Это ему удалось раньше, чем он ожидал.
Интеллигентный и развитой, он стал скептиком в религиозных вопросах, а в политике — вольнодумцем. Его взгляды шли вразрез с господствующей политикой; он открыто их выражал и поэтому скоро навлек на себя гнев правительства; пришлось покинуть родину подобно многим другим, неосторожным, подпавшим влиянию новых идей. Началось для него странствование по всему свету. Сначала его приютила Корея, потом Китай; там он с трудом пробивался, давая уроки. Но в один прекрасный день он очутился на пароходе, плывущем в Марсель. Денег у него было немного, но он мало думал о том, как придется жить в Европе. Он был молод, силен, атлетически сложен, умерен, не боялся лишений; он верил в себя, в свои силы, а кроме того, у него были письма к европейцам, которые могли ему помочь.
Но возвратиться в отчизну ему удалось только через долгие, долгие годы.
За эти годы он узнал западную цивилизацию, как редко японец. Он странствовал по Европе и Америке, жил во многих городах, трудился на многих поприщах — интеллектуально, но чаще физически; таким образом он изучил высшие и низшие проявления, лучшие и худшие стороны этой жизни. Но он смотрел на нее глазами сына Востока и судил о ней не так, как судили бы мы. Запад судит о Востоке так, как Восток судит о Западе. Чужестранец обесценивает то, что особенно дорого туземцу; оба и правы, и нет. Никогда не было полного взаимного понимания и никогда не будет его.
Запад предстал пред ним величественнее, чем он ожидал: это был мир исполинов. У восточного эмигранта сердце часто щемило, и душа омрачалась; каждый, даже самый отважный американец или европеец, очутившись без средств и без друзей в большом чужом городе, испытал бы то же самое. Его охватила неясная тревога, он чувствовал себя одиноким, потерянным, среди миллиона куда-то зачем-то спешащих людей, в оглушительном шуме уличной суеты, подавленный чудовищной бездушной архитектурой, среди нагроможденных несметных богатств, заставляющих мысль и руки работать подобно машинам до последних пределов, до последней человеческой возможности. Быть может, в его глазах такие города были тем же, чем Лондон был в глазах Дорэ: огромным храмом, посвященным золотому тельцу, с тяжелыми мрачными сводами в глухих каменных подземельях, тянущихся несметными рядами; с возведенными из камня горами, у подножья которых работа горела, кипела подобно волнам огнистого моря; с бесконечными ущельями, где выставлялись напоказ результаты векового труда и усилий. Но среди этих нескончаемых каменных груд, — где нет ни солнца, ни неба, ни ветра, — ничто не затрагивало его эстетического чувства. Все, что нас притягивает в больших городах, его угнетало и отталкивало; даже блестящий Париж ему быстро наскучил.

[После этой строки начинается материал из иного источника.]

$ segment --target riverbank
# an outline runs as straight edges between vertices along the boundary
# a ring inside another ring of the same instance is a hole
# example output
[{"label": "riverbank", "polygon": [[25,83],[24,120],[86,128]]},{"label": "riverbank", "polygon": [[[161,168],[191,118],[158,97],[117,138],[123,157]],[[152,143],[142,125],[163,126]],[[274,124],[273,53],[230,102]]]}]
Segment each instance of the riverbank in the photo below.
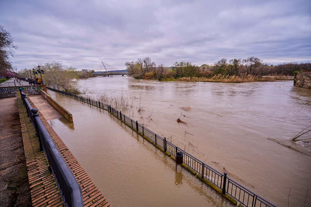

Париж был первым большим городом, в котором он поселился надолго. Французское искусство — отражение утонченнейшей эстетики — его поразило, не восхитив. Особенно удивлял его культ голого тела; в его глазах это было откровенным признанием в слабости, которую он, как стоик, глубоко презирал наравне с трусостью и отсутствием чувства долга. Удивляла его и современная французская литература; изумительная красота слога была для него недоступна; а если бы он и понял ее, то все-таки счел бы такое исключительное служение эстетике признаком социального вырождения. То, что он видел в литературе и искусстве, он скоро нашел и в роскошной жизни столицы. В опере и в театре он на все смотрел глазами воина и аскета и удивлялся: то, что на Востоке считалось малодушием, безумием, тут составляло смысл жизни. На светских балах он видел обнажение женского тела, освященное законами моды, но возбуждающее чувства, от которых японская женщина сгорела бы со стыда; и он опять удивлялся, что жители Запада находят неприличным естественную здоровую наготу восточных крестьян, работающих под палящими лучами летнего солнца. Он видел множество церквей и соборов, а рядом замки разврата и магазины, живущие продажей бесстыдных статуй и картин. Он внимал проповедям великих священников-ораторов и слышал кощунственные речи против всяких вероучений; он видел богачей и нищих и видел бездонную пропасть, готовую поглотить и тех и других. Но нигде он не видел облагораживающего влияния религии.